ADNOC CEO says industry must modernise to adapt to shifting energy landscape

He noted creative partnerships as a key enabler of responsible economic growth

Adnoc group, Sultan al jaber

Dr. Sultan Ahmed Al Jaber, UAE Minister of State and Group CEO of the Abu Dhabi National Oil Company (ADNOC) called on the oil and gas industry to modernise in response to disruptions on multiple levels and a fast-evolving energy landscape.

Delivering the opening keynote address at ADIPEC in Abu Dhabi, Al Jaber said the oil and gas industry is being disrupted by new technologies, new business models, new forms of energy, and a new geopolitical order.

“This era of disruption is just the beginning and will only gather pace over time," he said. "Yet, the oil and gas company of today can be a winner tomorrow, if it operates at a lower level of cost and a higher level of performance; if it brings digital into the core of its operations; if it embeds sustainability into its DNA; and if it rethinks how to leverage its partnerships, enable its people and re-center its customer relationships.

“This is the mission we defined together last year as Oil and Gas 4.0,” he continued. “By doubling down on this mission to modernise, the industry will remain an essential pillar of the future diversified energy mix."

He noted creative partnerships as a key enabler of responsible economic growth, which Al Jaber said would keep them "at the cutting edge of innovation and we will continue to drive growth and prosperity."

“The fact is by 2040, all the energy currently consumed in the United States, India, and Japan will be added to global energy demand. And in even the most fast-paced transition scenarios, oil and gas will provide the source for over half of it. These facts are undisputed and simply make a compelling business case to invest in the future of our industry,” he said.

Al Jaber went on to explain how ADNOC, in response to the shift of economic power from west to east, is deepening its partnerships globally and pivoting towards Asia where energy demand is growing fastest. He said ADNOC is on track to expand its oil production capacity to 4mn barrels per day (mmbpd) by the end of 2020 and is finding new reserves of natural gas as it gets closer to achieving gas self-sufficiency for the UAE.

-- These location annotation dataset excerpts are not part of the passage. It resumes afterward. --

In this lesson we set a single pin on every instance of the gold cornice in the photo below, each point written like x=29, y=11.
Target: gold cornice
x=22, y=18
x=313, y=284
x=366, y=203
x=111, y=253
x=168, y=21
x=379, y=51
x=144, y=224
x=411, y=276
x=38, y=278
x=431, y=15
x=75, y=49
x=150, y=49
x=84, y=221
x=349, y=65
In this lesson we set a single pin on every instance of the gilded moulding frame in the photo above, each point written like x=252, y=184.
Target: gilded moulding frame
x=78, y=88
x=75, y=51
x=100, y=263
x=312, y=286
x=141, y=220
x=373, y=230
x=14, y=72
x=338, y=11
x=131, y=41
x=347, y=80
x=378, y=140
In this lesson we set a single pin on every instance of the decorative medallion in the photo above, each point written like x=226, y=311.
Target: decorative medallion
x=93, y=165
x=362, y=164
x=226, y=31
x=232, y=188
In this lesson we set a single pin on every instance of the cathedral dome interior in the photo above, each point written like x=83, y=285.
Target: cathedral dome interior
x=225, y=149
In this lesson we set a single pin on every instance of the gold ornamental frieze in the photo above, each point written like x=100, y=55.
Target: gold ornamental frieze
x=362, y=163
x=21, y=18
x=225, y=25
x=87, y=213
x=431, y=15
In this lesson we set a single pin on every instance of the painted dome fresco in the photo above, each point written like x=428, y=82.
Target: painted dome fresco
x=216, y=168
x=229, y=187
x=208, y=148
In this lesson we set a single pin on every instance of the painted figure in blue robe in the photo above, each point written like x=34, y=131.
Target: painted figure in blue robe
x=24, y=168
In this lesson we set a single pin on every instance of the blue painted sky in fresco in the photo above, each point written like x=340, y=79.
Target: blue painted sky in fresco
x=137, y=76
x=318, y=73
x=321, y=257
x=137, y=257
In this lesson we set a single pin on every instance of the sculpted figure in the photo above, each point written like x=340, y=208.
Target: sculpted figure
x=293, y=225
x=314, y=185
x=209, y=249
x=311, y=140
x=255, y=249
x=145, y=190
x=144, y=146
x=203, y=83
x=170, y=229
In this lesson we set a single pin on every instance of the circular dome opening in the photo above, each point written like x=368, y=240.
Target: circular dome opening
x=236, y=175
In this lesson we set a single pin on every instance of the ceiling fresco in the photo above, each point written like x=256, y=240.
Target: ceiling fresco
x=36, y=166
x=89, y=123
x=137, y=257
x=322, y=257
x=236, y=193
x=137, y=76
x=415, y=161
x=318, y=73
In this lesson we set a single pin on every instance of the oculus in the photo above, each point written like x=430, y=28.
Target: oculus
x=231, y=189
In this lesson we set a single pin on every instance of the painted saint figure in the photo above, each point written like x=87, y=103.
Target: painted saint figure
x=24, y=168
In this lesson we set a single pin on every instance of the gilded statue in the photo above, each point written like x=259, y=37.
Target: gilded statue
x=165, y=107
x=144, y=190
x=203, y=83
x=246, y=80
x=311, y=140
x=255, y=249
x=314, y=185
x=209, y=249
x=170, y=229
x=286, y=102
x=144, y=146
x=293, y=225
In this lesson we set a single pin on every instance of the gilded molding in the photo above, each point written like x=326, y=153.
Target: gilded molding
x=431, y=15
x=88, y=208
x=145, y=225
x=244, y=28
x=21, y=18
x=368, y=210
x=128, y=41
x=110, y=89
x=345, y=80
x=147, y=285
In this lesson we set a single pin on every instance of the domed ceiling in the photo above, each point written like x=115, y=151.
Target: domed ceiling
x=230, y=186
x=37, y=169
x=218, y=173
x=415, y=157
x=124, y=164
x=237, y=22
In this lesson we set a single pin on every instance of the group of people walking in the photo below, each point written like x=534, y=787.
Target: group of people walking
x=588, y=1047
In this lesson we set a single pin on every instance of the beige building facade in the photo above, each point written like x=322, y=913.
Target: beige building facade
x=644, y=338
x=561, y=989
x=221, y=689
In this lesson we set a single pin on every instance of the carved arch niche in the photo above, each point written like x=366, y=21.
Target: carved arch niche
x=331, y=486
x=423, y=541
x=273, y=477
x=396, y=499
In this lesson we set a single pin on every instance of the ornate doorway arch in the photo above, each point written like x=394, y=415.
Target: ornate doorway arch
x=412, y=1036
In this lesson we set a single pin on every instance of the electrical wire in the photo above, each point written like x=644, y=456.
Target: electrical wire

“New discoveries this year include over 7bn barrels in oil reserves, 58trn cubic feet of conventional gas, and significantly over 160trn cubic feet of unconventional gas. And, as a result, the UAE has moved up from 7th to 6th place in the ranking of the largest oil and gas reserves in the world,” he said.

Referring to an earlier announcement by the Intercontinental Exchange (ICE) that it will set up a new futures exchange in Abu Dhabi to host the world’s first futures contract based on ADNOC’s Murban crude oil, Al Jaber said ADNOC will join major international oil companies as founding partners of the new exchange known as ICE Futures Abu Dhabi (IFAD).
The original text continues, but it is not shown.